The release of Ralph's debut album, A Good Girl, cements her sleek, melodic sound previously heard on her fun, and infectious self-titled EP. The album take its listeners on the distances from the first glimpse of infatuation to the sometimes, inevitable heartache. As a longtime friend of VSP, we sat down with Ralph to talk about her writing process, her favourite style icons, and the future of pop music.
During the recording of ‘A Good Girl’, what were your biggest influences?
Over the 16 months that I wrote the album, a lot happened - friendships changed and I spent more time alone, I fell into my first long-term relationship and then ended it. I became aware and more comfortable talking about mental health, body issues and self-love, and I started to see my music gaining more and more attention, which was exciting and nerve-wracking at the same time. I think those themes all contributed to the album. All the ships - friendships and relationships with partners, yourself, and your career.
How would you describe your writing process?
I’m inspired by anything and everything - an overheard conversation, a moving scene in a film, a character in a book, a text message - so I’m constantly writing lyric ideas. My phone notepad is a mess of random phrases, sentences and sometimes entire verses or choruses. Then I bring those ideas into the studio and talk with my producer about what I’m feeling or thinking about that day. I’m an open book in the studio. In order for me to write a song I’m passionate about, it has to tap into an honest place.
What would you like your audience to take away from this album?
I hope that people feel inspired by the honesty and vulnerability. The whole point of the album name is that it’s tongue in cheek, because humans are too complicated to be ONE thing, myself included. I’m not good or bad, and that’s totally fine. I wanted the songs to show that in their separate narratives, for example some of the lyrics talk about being hurt while others admit to being the heartbreaker. Humans are complex and that’s what makes for compelling stories, right?
What have you been listening to as of late?
I’ve been listening to MorMor (i love the Jacques Greene remix of his track ‘Heaven’s Only Wishful’), Ella Mai, Jim Junior, Ariana Grande, new Robyn, Maggie Rogers, King Princess, LEON, and Yellow Days.
Who have been your favourite style icons?
I always look to Rihanna for inspiration, Solange, Tiffany Hsu, Anna Della Russo (love her risks), Chloe Sevigny, Diana Ross AND Tracee Ellis Ross, Reese and Molly Blutstein, Stephanie Broek, Pandora Sykes.
How would you describe your style onstage and off?

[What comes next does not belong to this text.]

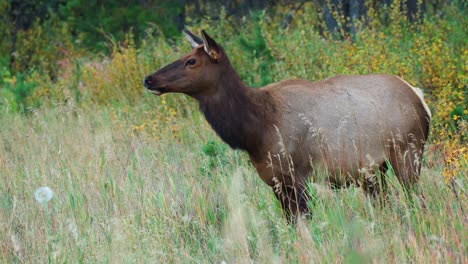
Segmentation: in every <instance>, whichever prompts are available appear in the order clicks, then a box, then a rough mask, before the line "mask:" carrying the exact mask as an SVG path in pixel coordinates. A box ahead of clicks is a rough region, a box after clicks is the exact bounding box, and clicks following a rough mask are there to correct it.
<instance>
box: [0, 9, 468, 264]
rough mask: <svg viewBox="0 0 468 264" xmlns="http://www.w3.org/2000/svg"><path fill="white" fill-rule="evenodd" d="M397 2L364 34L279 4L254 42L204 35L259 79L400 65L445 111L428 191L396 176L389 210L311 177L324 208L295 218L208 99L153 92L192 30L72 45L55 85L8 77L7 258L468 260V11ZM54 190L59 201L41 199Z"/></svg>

Honestly they’re really similar, but I would say that onstage I’m always trying to bring a strong, statement look, where as real life Raffa can be a bit more chill. Onstage I love monochromatic looks, onesies, crop tops with a high waisted pant, anything with a little sparkle and outfits I can move in (I do a lot of dancing) - think like Rejina Pyo meets Adam Selman, Horses Atelier meets sport. Offstage I love a hoodie and trench look, a tight high-waisted jean with a slide or a cool sneaker, turtlenecks, mixing patterns, loud jackets and statement earrings. I’m always switching up my bags but my easy go-to is my beloved nylon canvas Prada crossbody, from VSP of course.
What direction do you think pop music is heading?
What’s so amazing about pop is that it’s a hybrid genre at this point - pop artists are infusing their music with a bunch of different styles, there’s so much room to experiment. Some of the best music right now is pop - Drake, Ariana, Dua Lipa, Young Thug & Elton John, Janelle Monae, Kali Uchis, Selena Gomez - and it’s drawing listeners because the songs are saturated with sounds and melodies from different musical genres. I think pop is having an intense comeback.